Encouraged, I called the SEC to discuss the topic and wound up talking with Anthony Barone in their Office of Small Business Policy. He told me that the SEC can change its own regulations, without congressional review (which sounds like a recipe for corruption, but I won't go there). He also said that the idea of an exemption based on the low value of individual investment had been brought up at the SEC's last annual Government-Business Forum on Small Business Capital Formation, which took place November 2009. So the idea was already on their radar!

I soon found the Petitions for Rulemaking page on the SEC's website and was delighted to see that anyone can submit a public petition for rulemaking to the SEC's Office of the Secretary, as well as comments on any such petition (during its commenting period, which is 90 days I think).
From an online-activism viewpoint, I thought this process seemed too good to be true-- the SEC really posts any and all rulemaking petitions and relevant comments it receives on its own website?

Most of the petitions are very technical and few have received much comment from the public-- but what if I could get a serious, well-argued "crowdfunding exemption" petition drafted and submitted to the SEC-- and then, once it was posted, encourage the crowdfunding crowd to bombard the SEC with positive comments. I wondered whose job it was at the SEC to scan and post every comment that anyone submits scribbled on notebook paper.
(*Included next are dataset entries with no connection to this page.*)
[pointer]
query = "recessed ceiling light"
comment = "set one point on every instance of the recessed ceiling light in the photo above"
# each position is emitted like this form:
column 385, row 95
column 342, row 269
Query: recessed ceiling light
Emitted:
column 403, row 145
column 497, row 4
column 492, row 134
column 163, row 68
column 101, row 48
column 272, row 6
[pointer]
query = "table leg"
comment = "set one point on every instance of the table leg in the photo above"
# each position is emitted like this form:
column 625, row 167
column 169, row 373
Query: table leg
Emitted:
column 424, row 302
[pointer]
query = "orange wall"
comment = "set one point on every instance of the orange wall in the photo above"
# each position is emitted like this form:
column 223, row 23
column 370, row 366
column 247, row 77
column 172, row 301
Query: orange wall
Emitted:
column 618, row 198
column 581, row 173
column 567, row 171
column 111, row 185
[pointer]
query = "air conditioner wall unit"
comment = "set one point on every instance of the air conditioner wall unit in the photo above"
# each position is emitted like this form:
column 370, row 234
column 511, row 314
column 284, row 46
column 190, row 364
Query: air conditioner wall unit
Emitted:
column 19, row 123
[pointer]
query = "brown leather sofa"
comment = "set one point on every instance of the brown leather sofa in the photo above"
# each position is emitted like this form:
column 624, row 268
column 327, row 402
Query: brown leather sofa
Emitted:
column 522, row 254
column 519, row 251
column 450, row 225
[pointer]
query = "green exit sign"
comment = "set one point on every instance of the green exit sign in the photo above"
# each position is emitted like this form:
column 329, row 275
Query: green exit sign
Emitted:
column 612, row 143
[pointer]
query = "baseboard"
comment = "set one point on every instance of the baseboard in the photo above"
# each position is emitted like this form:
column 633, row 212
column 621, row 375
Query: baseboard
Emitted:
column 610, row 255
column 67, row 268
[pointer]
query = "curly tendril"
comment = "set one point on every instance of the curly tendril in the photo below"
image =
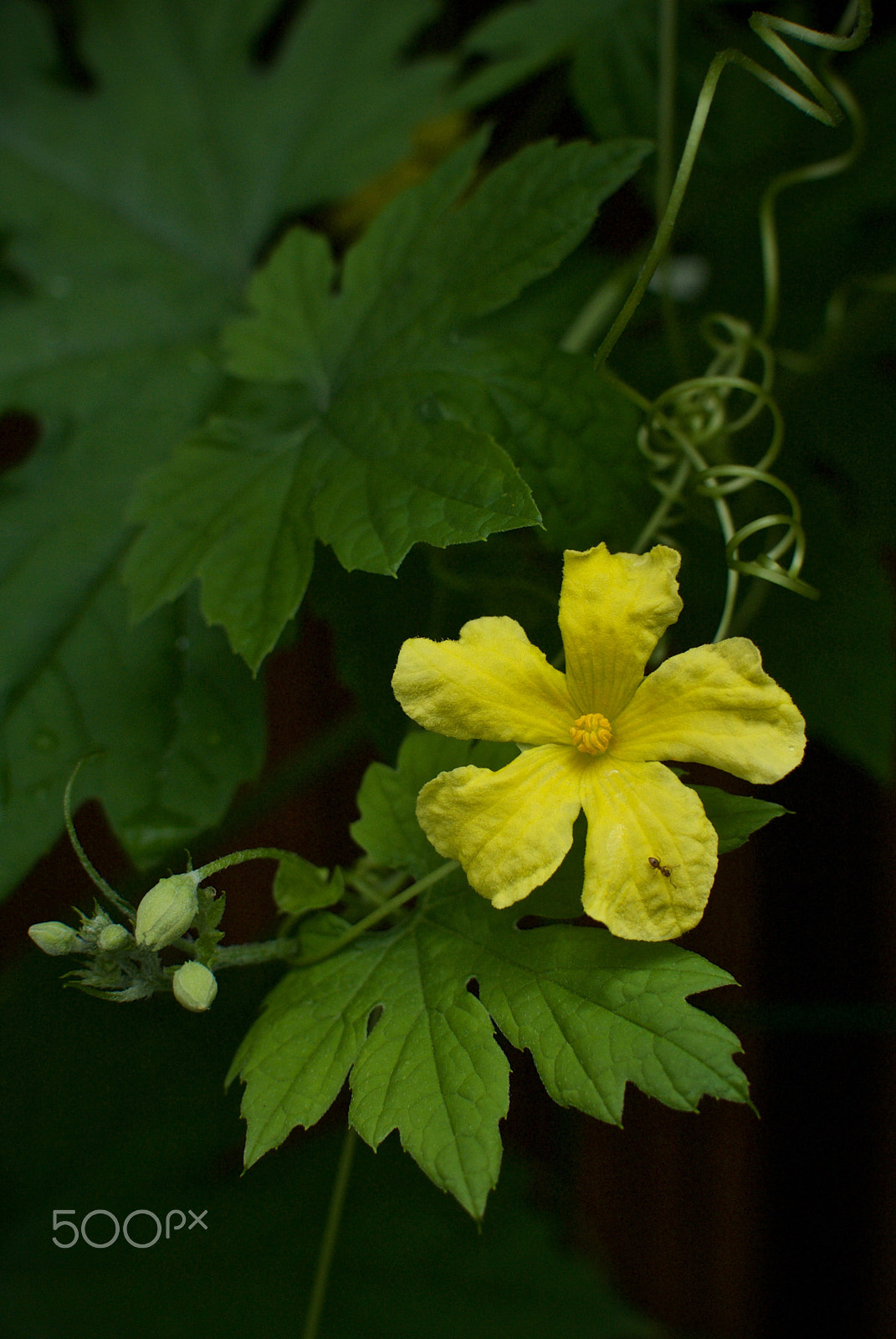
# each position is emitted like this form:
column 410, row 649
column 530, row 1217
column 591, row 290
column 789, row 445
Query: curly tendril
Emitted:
column 689, row 428
column 832, row 100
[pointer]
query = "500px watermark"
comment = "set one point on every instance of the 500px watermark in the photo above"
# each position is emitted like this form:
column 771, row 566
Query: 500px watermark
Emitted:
column 62, row 1222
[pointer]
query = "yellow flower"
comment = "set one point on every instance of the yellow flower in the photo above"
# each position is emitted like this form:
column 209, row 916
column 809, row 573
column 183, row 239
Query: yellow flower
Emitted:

I started looking for a lawyer who might be interested in this scheme, and came to Jenny Kassan, whose great article "How to Raise Money But Not Break the Bank" my friend Peter had clipped and sent to me. As managing director of Katovich Law Group and co-director of the Sustainable Economies Law Center (SELC), Jenny is very knowledgeable about small enterprise investment and how it is affected by securities law. I queried her about the SEC petition idea, and we wound up having a great conversation. She explained that others had also been advocating for a de minimis investment exemption, and said yes, why not submit a public petition on it, to help bring the issue out into the open? We agreed that it was a common cause that united the hardworking, local community-focused entrepreneurs that she knows and the aspiring artist types that I saw funding their hopeful fame-bombs on Kickstarter.


Jenny would charge a token $1000 for the legal work, so on the fundraising side, I met with Danae Ringelmann of IndieGoGo, who lives near me. She helped concoct the plan for the Crowdfunding Campaign to Change Crowdfunding Law, which launched on April 26th and reached its funding goal eight days later.

At the SELC, the summer legal interns were due to start in a few weeks, so Jenny figured they would be great for drafting the SEC petition, under her supervision. And since the project would then be done under the auspices of the SELC, which is a nonprofit, everyone's donations would be tax-deductible. Bonus!

L-R: Aroma Sharma, Janelle Orsi, Chris Curran, Jenny Kassan, Kathleen Kenney, Erin Byers. Photo credit/not shown: Paul Spinrad

After the summer interns were settled working at the SELC, we all met at The Hub in Berkeley (a.k.a. Hub Berkeley) to discuss the petition: me, Jenny, and SELC interns Aroma Sharma, Erin Byers, Chris Curran, and Kathleen Kenney. SELC co-director Janelle Orsi also stopped by to say Hi. Over the next few weeks, Aroma and Kathleen did a fantastic job researching and writing the petition, and on June 24th, they sent it to the SEC.

The SEC's autoresponder said they typically post what they receive within 2-3 business days-- and once that happens, it will be time to spread the word about this campaign and encourage people to send in those comments. I'm excited-- more soon!